Desi acknowledges that many women have suffered abuse in sex work but she sees it more as a consequence of "sex work being a marginalized occupation."
Desi and Rhee say that sex workers' voices have been long excluded or distorted to fit the agenda that sex work is not a valid choice.
#NotYourRescueProject helped sex workers across Twitter voice their opinions. But soon enough, a counter-hashtag was trending: #RealJobsNotBlowjobs. It wasn't coordinated specifically by the rescue industry but rather by a loose group of anti-sex work feminists.
Eventually, though, it was taken over by sex workers in opposition:
@GunnvorValkyrie, the woman who started #RealJobsNotBlowjobs, spoke to Bustle over email on the condition that her name not be used. She calls herself an ally to "prostituted women."
"I do not see any difference between 'sex work' and sex trafficking...For women as a global class, prostitution is bad news and porn spreads degrading propaganda about women but I don't blame the women that are in porn I blame our male supremacist culture for it."
While @GunnvorValkyrie was the first to use the hashtag, she says her colleague, former sex worker Jacqueline Homan, coined the term. Jacqueline Homan did not respond to multiple requests from Bustle for an interview.
This brand of anti-sex work ideology is espoused by a small community of radical feminists who call themselves "radfems" — some of whom condemn all penetrative sex.
While @GunnvorValkyrie's ideology certainly aims to help sex workers rather than criminalize them, ignoring the distinction between "sex trafficking" and consensual sex work has a touch of condescension. It reflects exactly the mentality Rhee and Desi want to combat: the desire to rescue sex workers when they don't need or want rescuing — especially when some of them are more than happy to gain up to $70 an hour from sex work, and prefer that to "working at McDonald's and making eight dollars an hour," as Rhee puts it.
Many groups do make the distinction between sex trafficking and consensual sex work. Bustle reached out to the NGO Polaris Project, which works to curtail sex trafficking, but did not receive comment by the time of publication. Polaris Project's website, however, does make a clear distinction between "forceful sex trafficking" and sex work done out of choice.
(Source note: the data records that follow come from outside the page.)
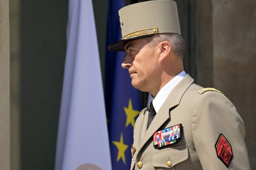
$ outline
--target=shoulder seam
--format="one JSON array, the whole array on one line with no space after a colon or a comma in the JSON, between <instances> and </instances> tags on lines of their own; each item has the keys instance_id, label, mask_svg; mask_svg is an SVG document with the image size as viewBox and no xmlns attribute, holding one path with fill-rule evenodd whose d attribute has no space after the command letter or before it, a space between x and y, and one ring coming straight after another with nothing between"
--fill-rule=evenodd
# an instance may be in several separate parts
<instances>
[{"instance_id":1,"label":"shoulder seam","mask_svg":"<svg viewBox=\"0 0 256 170\"><path fill-rule=\"evenodd\" d=\"M140 114L141 114L141 113L142 113L142 112L143 112L143 111L144 111L144 110L145 110L146 109L147 109L147 108L148 108L146 107L146 108L145 108L143 109L142 109L142 110L141 110L141 111L140 112L140 113L139 114L139 116L140 115Z\"/></svg>"}]
</instances>

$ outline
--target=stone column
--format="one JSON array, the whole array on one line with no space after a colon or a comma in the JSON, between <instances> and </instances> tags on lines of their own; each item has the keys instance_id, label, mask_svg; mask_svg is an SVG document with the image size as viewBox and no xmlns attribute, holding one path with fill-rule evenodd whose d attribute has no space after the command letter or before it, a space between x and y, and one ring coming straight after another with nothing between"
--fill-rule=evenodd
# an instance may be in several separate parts
<instances>
[{"instance_id":1,"label":"stone column","mask_svg":"<svg viewBox=\"0 0 256 170\"><path fill-rule=\"evenodd\" d=\"M256 167L256 1L213 0L213 5L214 87L244 120L251 166Z\"/></svg>"},{"instance_id":2,"label":"stone column","mask_svg":"<svg viewBox=\"0 0 256 170\"><path fill-rule=\"evenodd\" d=\"M10 0L10 168L20 169L20 0Z\"/></svg>"},{"instance_id":3,"label":"stone column","mask_svg":"<svg viewBox=\"0 0 256 170\"><path fill-rule=\"evenodd\" d=\"M0 0L0 169L10 170L9 0Z\"/></svg>"}]
</instances>

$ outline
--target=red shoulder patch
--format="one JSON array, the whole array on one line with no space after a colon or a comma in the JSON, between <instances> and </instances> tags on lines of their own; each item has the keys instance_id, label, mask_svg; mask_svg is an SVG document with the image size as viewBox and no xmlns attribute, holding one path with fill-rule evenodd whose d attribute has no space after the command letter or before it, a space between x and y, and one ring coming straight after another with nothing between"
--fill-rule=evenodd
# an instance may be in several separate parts
<instances>
[{"instance_id":1,"label":"red shoulder patch","mask_svg":"<svg viewBox=\"0 0 256 170\"><path fill-rule=\"evenodd\" d=\"M217 156L227 167L233 158L233 153L231 145L221 133L215 145Z\"/></svg>"}]
</instances>

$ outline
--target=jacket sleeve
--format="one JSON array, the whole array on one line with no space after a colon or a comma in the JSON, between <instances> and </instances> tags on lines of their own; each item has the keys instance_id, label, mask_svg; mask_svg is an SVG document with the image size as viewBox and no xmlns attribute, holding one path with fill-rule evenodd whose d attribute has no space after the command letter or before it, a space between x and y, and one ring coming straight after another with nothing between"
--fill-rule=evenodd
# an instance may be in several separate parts
<instances>
[{"instance_id":1,"label":"jacket sleeve","mask_svg":"<svg viewBox=\"0 0 256 170\"><path fill-rule=\"evenodd\" d=\"M203 169L251 169L244 140L244 122L234 105L224 95L213 91L201 94L195 106L192 126L195 146ZM221 134L226 140L219 140ZM231 146L231 154L227 155L222 150L221 142L224 146L228 144ZM220 145L218 145L218 151L221 150L218 153L217 144ZM218 155L220 157L222 154L220 159ZM224 158L228 161L229 155L232 157L227 167L225 160L221 160Z\"/></svg>"}]
</instances>

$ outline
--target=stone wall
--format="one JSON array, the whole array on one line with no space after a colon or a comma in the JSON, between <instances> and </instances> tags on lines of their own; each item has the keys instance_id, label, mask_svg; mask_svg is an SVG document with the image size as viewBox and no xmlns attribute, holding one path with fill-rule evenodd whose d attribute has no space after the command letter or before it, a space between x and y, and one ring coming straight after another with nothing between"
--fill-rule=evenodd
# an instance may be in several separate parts
<instances>
[{"instance_id":1,"label":"stone wall","mask_svg":"<svg viewBox=\"0 0 256 170\"><path fill-rule=\"evenodd\" d=\"M214 87L234 104L244 120L253 168L256 167L256 1L214 0L213 4Z\"/></svg>"}]
</instances>

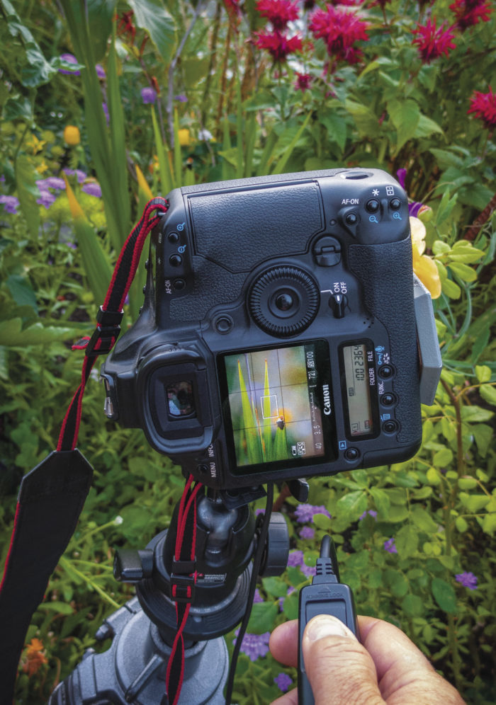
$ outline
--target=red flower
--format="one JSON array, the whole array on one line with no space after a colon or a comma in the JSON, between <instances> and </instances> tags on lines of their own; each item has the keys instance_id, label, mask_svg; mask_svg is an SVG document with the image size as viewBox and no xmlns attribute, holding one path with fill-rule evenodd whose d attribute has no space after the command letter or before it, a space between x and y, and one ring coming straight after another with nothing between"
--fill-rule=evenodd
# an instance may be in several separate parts
<instances>
[{"instance_id":1,"label":"red flower","mask_svg":"<svg viewBox=\"0 0 496 705\"><path fill-rule=\"evenodd\" d=\"M353 46L355 42L368 39L366 22L352 11L326 5L325 10L316 10L309 25L316 39L322 38L331 57L356 64L361 52Z\"/></svg>"},{"instance_id":2,"label":"red flower","mask_svg":"<svg viewBox=\"0 0 496 705\"><path fill-rule=\"evenodd\" d=\"M295 0L257 0L257 9L266 17L278 31L283 30L291 20L298 19L298 2Z\"/></svg>"},{"instance_id":3,"label":"red flower","mask_svg":"<svg viewBox=\"0 0 496 705\"><path fill-rule=\"evenodd\" d=\"M312 76L310 74L296 74L296 83L295 87L297 91L301 91L304 93L307 88L310 88L310 84L312 83Z\"/></svg>"},{"instance_id":4,"label":"red flower","mask_svg":"<svg viewBox=\"0 0 496 705\"><path fill-rule=\"evenodd\" d=\"M489 93L474 91L467 113L473 113L476 118L483 120L488 130L496 127L496 95L492 93L490 86Z\"/></svg>"},{"instance_id":5,"label":"red flower","mask_svg":"<svg viewBox=\"0 0 496 705\"><path fill-rule=\"evenodd\" d=\"M491 13L490 6L483 0L455 0L449 6L450 10L456 18L456 26L463 32L468 27L489 21Z\"/></svg>"},{"instance_id":6,"label":"red flower","mask_svg":"<svg viewBox=\"0 0 496 705\"><path fill-rule=\"evenodd\" d=\"M446 23L444 22L441 26L436 28L436 18L427 20L425 26L417 25L417 29L413 30L413 33L418 35L414 39L412 43L416 44L419 47L419 53L424 62L429 64L433 59L439 57L448 56L450 49L456 49L456 45L453 44L451 40L453 38L453 28L444 29Z\"/></svg>"},{"instance_id":7,"label":"red flower","mask_svg":"<svg viewBox=\"0 0 496 705\"><path fill-rule=\"evenodd\" d=\"M288 38L276 30L272 34L262 34L260 32L256 36L255 45L259 49L266 49L276 62L286 61L288 54L300 51L303 48L301 39L298 35Z\"/></svg>"}]
</instances>

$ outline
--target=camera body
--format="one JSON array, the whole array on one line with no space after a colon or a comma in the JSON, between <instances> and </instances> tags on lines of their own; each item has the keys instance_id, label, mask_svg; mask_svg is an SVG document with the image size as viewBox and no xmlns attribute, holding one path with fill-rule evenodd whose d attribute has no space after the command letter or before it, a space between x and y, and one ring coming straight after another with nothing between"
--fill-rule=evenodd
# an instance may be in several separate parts
<instances>
[{"instance_id":1,"label":"camera body","mask_svg":"<svg viewBox=\"0 0 496 705\"><path fill-rule=\"evenodd\" d=\"M107 415L208 486L331 475L422 439L407 197L377 169L174 190Z\"/></svg>"}]
</instances>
Here's their definition:
Human trafficking involves commercial sex acts or labor or services that are induced through force, fraud, or coercion.
However, a number of other organizations, from Nightlight International to the Asian Women Coalition Ending Prostitution, make it their mission to "end prostitution." For them, there is no distinguishing "sex trafficking" from "sex work" done out of choice.
Law enforcement has been criticized as well for criminalizing sex workers. Last month, in an article for Medium, "The Red Light and the Cloud," Melissa Gira Grant detailed a conversation she had with an FBI agent that was targeting a messaging board escorts frequented.
“We set up these types of operations to see if any of the females that are in this line of work are a victim of human trafficking,” their media coordinator wrote to me. Speech meant for women’s own protection had been flagged as a potential threat.
I asked the FBI spokesman, “Was that the case — that these women were trafficking victims?”
No, he replied. “They were not trafficking victims in these cases.”
Some organizations, like The Sex Workers Project, help both people coerced into the sex industry and people who freely choose to work in it.
"Many of our clients want help leaving sex work and we help them with this," Sienna Baskin, co-director of SWP, tells Bustle. "Many of our clients do not seek to leave sex work, but need help with other problems in order to increase their safety and stability. We are not imposing our own goals or requirements on our clients, but creating a safe space for them to pursue their goals."